On 5 March 2010 06:43, Jack Mallah <jackmal...@yahoo.com> wrote:

>> similarly in your paper where you consider a gradual removal of brain 
>> tissue. It would have to be very specific surgery to produce the sort of 
>> delusional state you describe.
>
> I'm not sure if you overlooked it but the key condition in my paper is that 
> the inputs to the remaining brain are identical to what they would have been 
> if the whole brain were present.  Thus, the neural activity in the partial 
> brain is by definition identical to what would have occured in the 
> corresponding part of a whole brain.  It is of course grossly implausible 
> that this could be done in practice for a real biological brain (for one 
> thing, you'd pretty much have to know in advance the microscopic details of 
> everything that would have gone on in the removed part of the brain, or else 
> guess and get incredibly lucky), but it presents no difficulties in priciple 
> for a digital simulation, and in any case is a thought experiment.

If the inputs to the remaining brain tissue are the same as they would
have been normally then effectively you have replaced the missing
parts with a magical processor, and I would say that the thought
experiment shows that the consciousness must be replicated in this
magical processor.
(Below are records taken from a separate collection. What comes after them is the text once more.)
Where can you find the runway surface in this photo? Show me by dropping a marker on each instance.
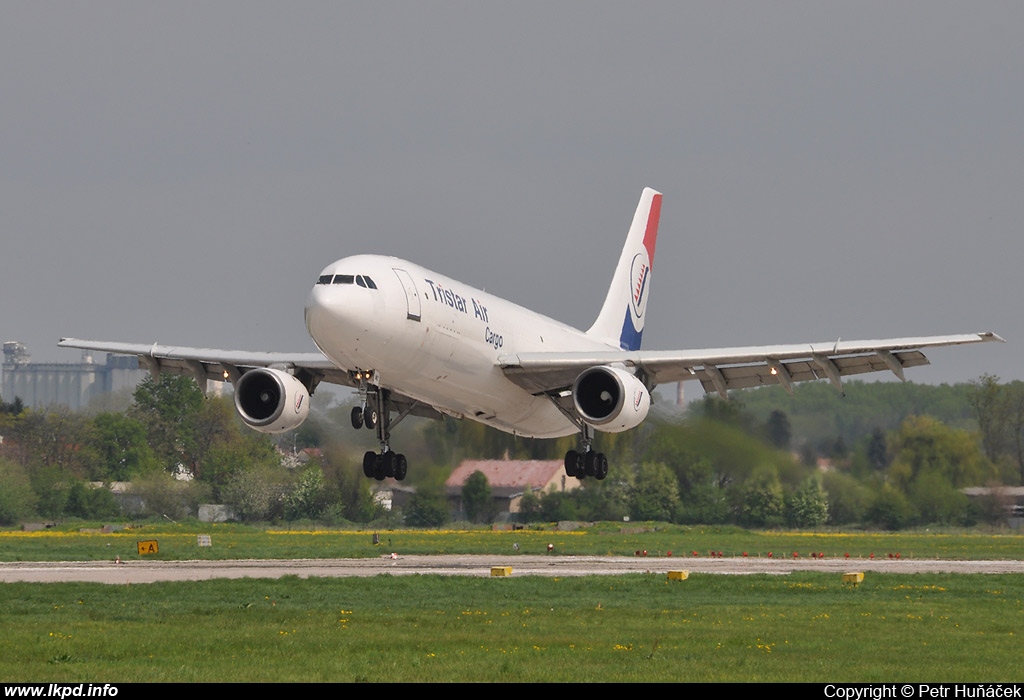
(468, 565)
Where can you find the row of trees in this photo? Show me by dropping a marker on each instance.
(724, 463)
(178, 449)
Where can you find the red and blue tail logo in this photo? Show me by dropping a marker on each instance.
(640, 281)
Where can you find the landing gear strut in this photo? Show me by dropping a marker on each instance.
(375, 413)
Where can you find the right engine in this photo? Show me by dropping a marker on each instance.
(610, 399)
(271, 400)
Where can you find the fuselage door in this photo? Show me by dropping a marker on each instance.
(412, 296)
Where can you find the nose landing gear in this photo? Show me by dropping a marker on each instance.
(375, 413)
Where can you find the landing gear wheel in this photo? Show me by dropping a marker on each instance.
(400, 467)
(573, 464)
(370, 417)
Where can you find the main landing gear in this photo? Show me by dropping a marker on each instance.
(586, 463)
(375, 413)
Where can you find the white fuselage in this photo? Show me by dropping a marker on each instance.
(438, 340)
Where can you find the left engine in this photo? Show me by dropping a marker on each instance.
(610, 399)
(271, 400)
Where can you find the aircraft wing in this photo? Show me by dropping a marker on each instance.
(227, 365)
(725, 368)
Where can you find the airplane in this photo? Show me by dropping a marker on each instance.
(414, 342)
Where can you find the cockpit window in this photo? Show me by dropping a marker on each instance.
(360, 279)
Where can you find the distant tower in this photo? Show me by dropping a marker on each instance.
(15, 354)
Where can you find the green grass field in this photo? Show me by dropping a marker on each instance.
(239, 541)
(804, 626)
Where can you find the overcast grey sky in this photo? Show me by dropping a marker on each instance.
(181, 172)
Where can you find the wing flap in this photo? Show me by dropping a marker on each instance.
(226, 365)
(722, 369)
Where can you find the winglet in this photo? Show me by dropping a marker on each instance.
(622, 319)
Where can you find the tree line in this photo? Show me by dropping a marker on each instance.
(885, 455)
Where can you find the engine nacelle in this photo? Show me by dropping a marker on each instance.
(610, 399)
(270, 400)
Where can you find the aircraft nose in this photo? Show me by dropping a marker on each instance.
(332, 309)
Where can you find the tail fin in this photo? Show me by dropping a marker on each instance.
(622, 318)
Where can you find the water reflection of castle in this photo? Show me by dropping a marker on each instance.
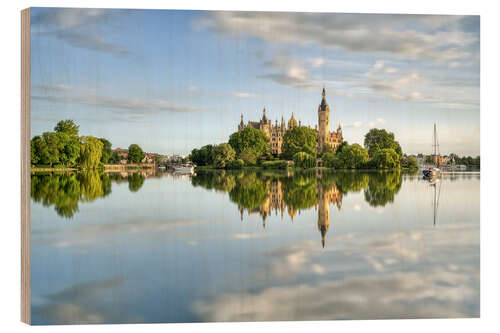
(276, 203)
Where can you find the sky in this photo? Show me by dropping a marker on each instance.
(172, 81)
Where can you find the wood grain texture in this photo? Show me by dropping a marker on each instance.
(25, 167)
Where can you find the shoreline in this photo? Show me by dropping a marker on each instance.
(105, 168)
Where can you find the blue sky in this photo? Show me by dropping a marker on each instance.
(171, 81)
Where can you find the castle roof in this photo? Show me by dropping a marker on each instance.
(264, 118)
(323, 104)
(292, 122)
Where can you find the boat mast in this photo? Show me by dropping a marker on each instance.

Functionalism is sometimes used interchangeably
with computationalism, but computationalism is only a subset of
functionalism. It could be, for example, that the brain is not
computable because it uses exotic physics of the sort postulated by
Penrose. We would then fail in our efforts to make a computer that
behaves like a human. However, we could succeed if we used
non-computational components. If we replace a neuron with a demon that
reproduces its I/O behaviour, the behaviour of the whole brain will be
unchanged and its consciousness will also be unchanged. Functionalism
is saved, even if computationalism is lost.

The main problem I have with "fading qualia" is that it would lead to
the possibility of partial zombies. If partial zombies are possible,
then I might be a partial zombie now and not know it. I may, for
example, have zombie vision: I believe I can see, I can correctly
describe everything I look at, but in fact I am completely lacking in
visual perception. What am I missing out on? I am apparently not
missing out on anything. The zombie vision is just as good, in every
objective and subjective sense, as normal vision. So the objection to
the fading qualia is either that the qualia won't fade, or if they do
fade they will be replaced by zombie qualia that are indistinguishable
from normal qualia and we may as well call normal qualia.